This is the mail archive of the
binutils@sourceware.org
mailing list for the binutils project.
Disassembler/Decompiler using libbfd
- From: Jakub Zawadzki <darkjames at darkjames dot ath dot cx>
- To: binutils at sourceware dot org
- Date: Wed, 28 Mar 2007 02:39:00 +0200
- Subject: Disassembler/Decompiler using libbfd
Hello,
Last time I though to write simple asm to C decompiler, (or just
simple disassembler which can guess functions, args for functions,
display imports from other shared library, etc..)
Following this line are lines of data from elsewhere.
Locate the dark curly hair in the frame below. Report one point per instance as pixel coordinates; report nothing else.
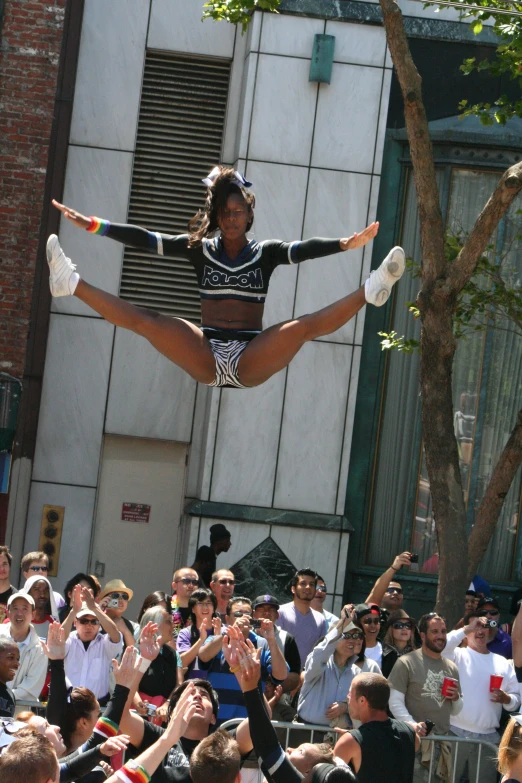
(205, 222)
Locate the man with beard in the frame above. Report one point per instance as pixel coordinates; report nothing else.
(298, 617)
(483, 701)
(416, 683)
(222, 585)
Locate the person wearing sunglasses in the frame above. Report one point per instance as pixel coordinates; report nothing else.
(222, 585)
(114, 599)
(398, 639)
(88, 651)
(37, 564)
(499, 641)
(184, 582)
(369, 618)
(484, 698)
(329, 671)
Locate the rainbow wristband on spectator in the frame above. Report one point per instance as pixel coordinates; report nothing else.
(98, 226)
(133, 773)
(107, 728)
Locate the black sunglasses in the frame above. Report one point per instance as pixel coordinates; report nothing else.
(355, 635)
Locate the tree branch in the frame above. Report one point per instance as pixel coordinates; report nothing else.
(488, 512)
(430, 217)
(508, 188)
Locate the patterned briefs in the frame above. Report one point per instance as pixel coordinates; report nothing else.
(227, 346)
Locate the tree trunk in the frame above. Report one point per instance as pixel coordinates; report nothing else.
(488, 512)
(442, 459)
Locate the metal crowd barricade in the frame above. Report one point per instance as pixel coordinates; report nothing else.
(454, 740)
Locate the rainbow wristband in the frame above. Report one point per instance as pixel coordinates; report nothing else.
(133, 773)
(98, 226)
(107, 728)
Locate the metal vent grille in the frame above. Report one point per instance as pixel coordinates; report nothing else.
(180, 129)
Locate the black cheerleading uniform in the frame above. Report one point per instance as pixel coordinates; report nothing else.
(244, 278)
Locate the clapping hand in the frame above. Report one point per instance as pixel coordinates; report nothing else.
(126, 671)
(88, 598)
(114, 745)
(189, 702)
(361, 239)
(55, 647)
(76, 598)
(266, 629)
(231, 646)
(75, 217)
(149, 645)
(250, 665)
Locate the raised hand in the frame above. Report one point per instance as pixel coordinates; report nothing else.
(361, 239)
(250, 665)
(149, 645)
(114, 744)
(108, 770)
(183, 713)
(401, 560)
(231, 646)
(55, 647)
(126, 671)
(88, 597)
(75, 217)
(266, 629)
(204, 629)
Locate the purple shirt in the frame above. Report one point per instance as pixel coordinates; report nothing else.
(306, 628)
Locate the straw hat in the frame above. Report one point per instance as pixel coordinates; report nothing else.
(116, 586)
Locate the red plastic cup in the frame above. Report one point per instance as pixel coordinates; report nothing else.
(448, 682)
(495, 681)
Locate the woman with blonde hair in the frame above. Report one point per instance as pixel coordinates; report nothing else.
(510, 752)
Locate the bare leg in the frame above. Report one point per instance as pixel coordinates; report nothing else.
(275, 348)
(179, 340)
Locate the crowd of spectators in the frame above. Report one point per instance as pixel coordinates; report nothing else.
(373, 681)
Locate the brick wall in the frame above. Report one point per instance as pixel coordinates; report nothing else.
(31, 38)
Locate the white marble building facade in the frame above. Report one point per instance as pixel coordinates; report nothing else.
(313, 153)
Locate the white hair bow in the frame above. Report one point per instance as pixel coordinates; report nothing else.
(209, 181)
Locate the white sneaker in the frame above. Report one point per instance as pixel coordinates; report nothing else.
(378, 287)
(63, 279)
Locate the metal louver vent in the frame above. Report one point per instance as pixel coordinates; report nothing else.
(180, 129)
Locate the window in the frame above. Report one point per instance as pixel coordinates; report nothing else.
(180, 130)
(487, 384)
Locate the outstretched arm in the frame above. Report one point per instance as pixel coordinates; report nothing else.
(382, 583)
(135, 236)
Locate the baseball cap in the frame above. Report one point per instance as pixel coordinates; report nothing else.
(85, 611)
(25, 596)
(488, 600)
(261, 600)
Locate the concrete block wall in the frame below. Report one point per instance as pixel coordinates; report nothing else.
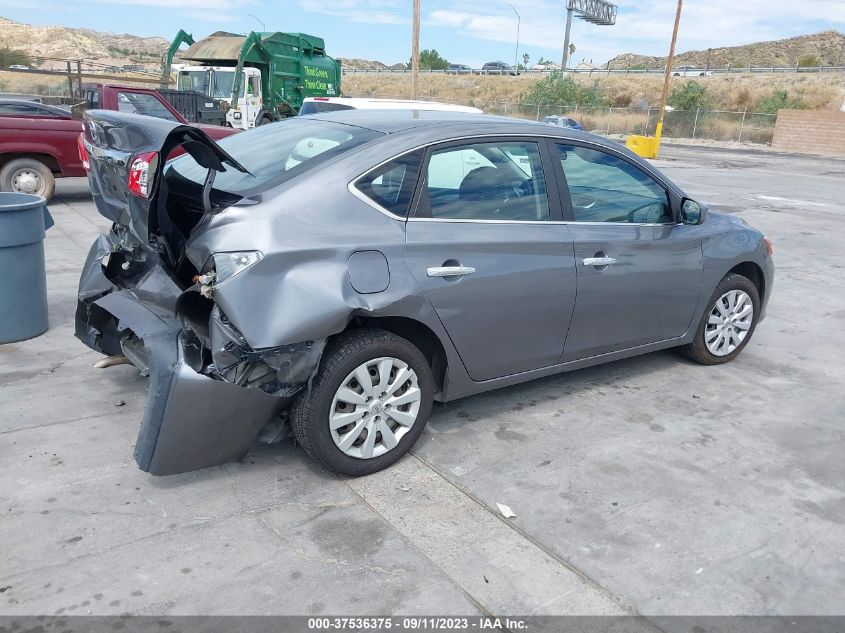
(810, 132)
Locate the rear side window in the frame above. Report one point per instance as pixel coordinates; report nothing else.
(140, 103)
(391, 186)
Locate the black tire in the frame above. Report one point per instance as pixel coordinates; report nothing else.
(310, 411)
(697, 350)
(13, 169)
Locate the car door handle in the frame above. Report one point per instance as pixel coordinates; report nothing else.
(449, 271)
(598, 261)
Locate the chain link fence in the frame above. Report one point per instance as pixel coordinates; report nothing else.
(716, 125)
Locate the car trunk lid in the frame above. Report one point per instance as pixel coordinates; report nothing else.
(127, 154)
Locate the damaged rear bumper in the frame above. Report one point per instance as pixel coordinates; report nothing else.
(198, 412)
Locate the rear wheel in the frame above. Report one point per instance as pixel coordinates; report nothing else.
(367, 405)
(27, 175)
(728, 323)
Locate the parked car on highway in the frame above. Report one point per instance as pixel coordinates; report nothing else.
(691, 71)
(498, 68)
(336, 270)
(316, 105)
(562, 121)
(39, 143)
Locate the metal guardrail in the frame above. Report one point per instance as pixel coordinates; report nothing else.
(609, 71)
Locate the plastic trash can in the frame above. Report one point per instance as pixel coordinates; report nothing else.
(23, 280)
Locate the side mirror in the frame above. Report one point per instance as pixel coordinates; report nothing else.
(692, 212)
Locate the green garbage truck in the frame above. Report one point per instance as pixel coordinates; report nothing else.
(259, 77)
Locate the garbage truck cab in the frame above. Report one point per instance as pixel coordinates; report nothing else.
(218, 82)
(261, 77)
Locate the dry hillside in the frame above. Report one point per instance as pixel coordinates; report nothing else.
(827, 46)
(823, 91)
(68, 43)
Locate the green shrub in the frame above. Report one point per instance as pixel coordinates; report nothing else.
(690, 96)
(565, 91)
(779, 100)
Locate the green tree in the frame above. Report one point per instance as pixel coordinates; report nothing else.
(809, 61)
(690, 96)
(431, 59)
(565, 91)
(779, 100)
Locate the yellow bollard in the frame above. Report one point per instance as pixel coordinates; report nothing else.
(646, 146)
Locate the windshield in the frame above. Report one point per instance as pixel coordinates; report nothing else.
(222, 84)
(273, 153)
(196, 80)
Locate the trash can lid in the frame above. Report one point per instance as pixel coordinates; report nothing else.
(13, 201)
(23, 219)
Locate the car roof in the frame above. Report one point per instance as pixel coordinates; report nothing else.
(392, 121)
(365, 103)
(36, 104)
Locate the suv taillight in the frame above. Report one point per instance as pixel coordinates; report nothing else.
(142, 173)
(83, 153)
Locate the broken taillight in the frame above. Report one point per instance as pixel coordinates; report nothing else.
(142, 174)
(83, 153)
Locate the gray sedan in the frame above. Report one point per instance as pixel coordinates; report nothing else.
(336, 274)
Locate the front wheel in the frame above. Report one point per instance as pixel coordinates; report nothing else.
(27, 175)
(367, 405)
(728, 323)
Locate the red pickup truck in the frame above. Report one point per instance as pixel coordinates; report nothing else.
(38, 142)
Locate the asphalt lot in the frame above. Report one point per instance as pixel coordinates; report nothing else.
(651, 485)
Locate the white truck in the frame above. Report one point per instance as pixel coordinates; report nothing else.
(217, 82)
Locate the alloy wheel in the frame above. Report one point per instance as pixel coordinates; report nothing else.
(729, 322)
(27, 181)
(374, 407)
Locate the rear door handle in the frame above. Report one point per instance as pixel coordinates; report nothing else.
(598, 261)
(449, 271)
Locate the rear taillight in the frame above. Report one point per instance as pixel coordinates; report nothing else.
(83, 153)
(142, 174)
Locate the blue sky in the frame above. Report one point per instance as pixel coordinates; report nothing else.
(463, 31)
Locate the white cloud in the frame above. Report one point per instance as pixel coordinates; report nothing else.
(362, 11)
(642, 27)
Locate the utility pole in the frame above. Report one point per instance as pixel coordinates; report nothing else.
(415, 52)
(666, 79)
(516, 52)
(566, 36)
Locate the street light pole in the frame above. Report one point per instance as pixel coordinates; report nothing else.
(666, 79)
(569, 9)
(516, 52)
(415, 52)
(259, 20)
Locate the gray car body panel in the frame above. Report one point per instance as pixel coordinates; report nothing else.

I don't like idea about implementing inside my program all opcodes from
intel x86, and other arch... So I though about libbfd. I look at objdump
sources, cleanup interesting stuff and i have 272lines disassembler..
It's great using libbfd for this stuff.. But now I stuck.
I can display decoded opcodes+args on the screen/on file. I can display
all decoded opcodes from one call to leave/retn/another call (using
sscanf()). Ok, but I don't have any idea how should I parse decoded opcodes + args..
I need to make it more parsable. [Not sscanf()!]
Yeah, I know I can do:
init_disassemble_info(&info, my_own_data, (fprintf_ftype) my_own_function);
And i do, and
When i just print format and pipe it to sort and uniq.
I get only: "%s" and "," in format,
So we would have:
/* lock_opcode global variable */
lock_opcode = 1; /* lock -> new opcode */
(*disassemble_fn)(section->vma + start_offset, &info); /* call disassemble_fn */
lock_opcode = 0; /* unlock */
and then in my_own_function()
we can check if lock_opcode = 1, than we'd have decoded name of opcode.
than we'd have first param [if avail], Than if opcode has more params.
We'd have: ',' next_param_in_%s, ',' next_param_in_%s, etc...
till we'd have lock_opcode = 0.
First I though it'd be hack.. Now I think it's quite good idea, but I
don't know if on every file, on every arch it'd happen.
[For now I'm trying to dissasm win32 PE file, good file, not `broken`.
`Broken` -> obfuscated, compressed, etc.. are not in my concern at
whole. I only want to dissasm/decompile good files]
So I have some questions:
- If this method is acceptable to do decode first opcode than args -
If all arch-system-opcode-decoders work this way?
- If libbfd can/shouldn't be used this way [For writting
decompiler/disassembler]
- If there's other way to do what I want. I don't know maybe something
from: disassemble_info struct, there's some *results of instruction
decoders.*
I don't really like idea of copying code from bfd, or by implementing my
own instruction translators.. [SPOT rule, inventing wheel once again,
etc.. really, really bad idea :(]
I would be grateful for any reply. Even: `it's senseless/stupid/whatever
to write decompiler`
My english is not best, so if you don't understand some part or big
part or event whole thing. Sorry. I'll try to explain again.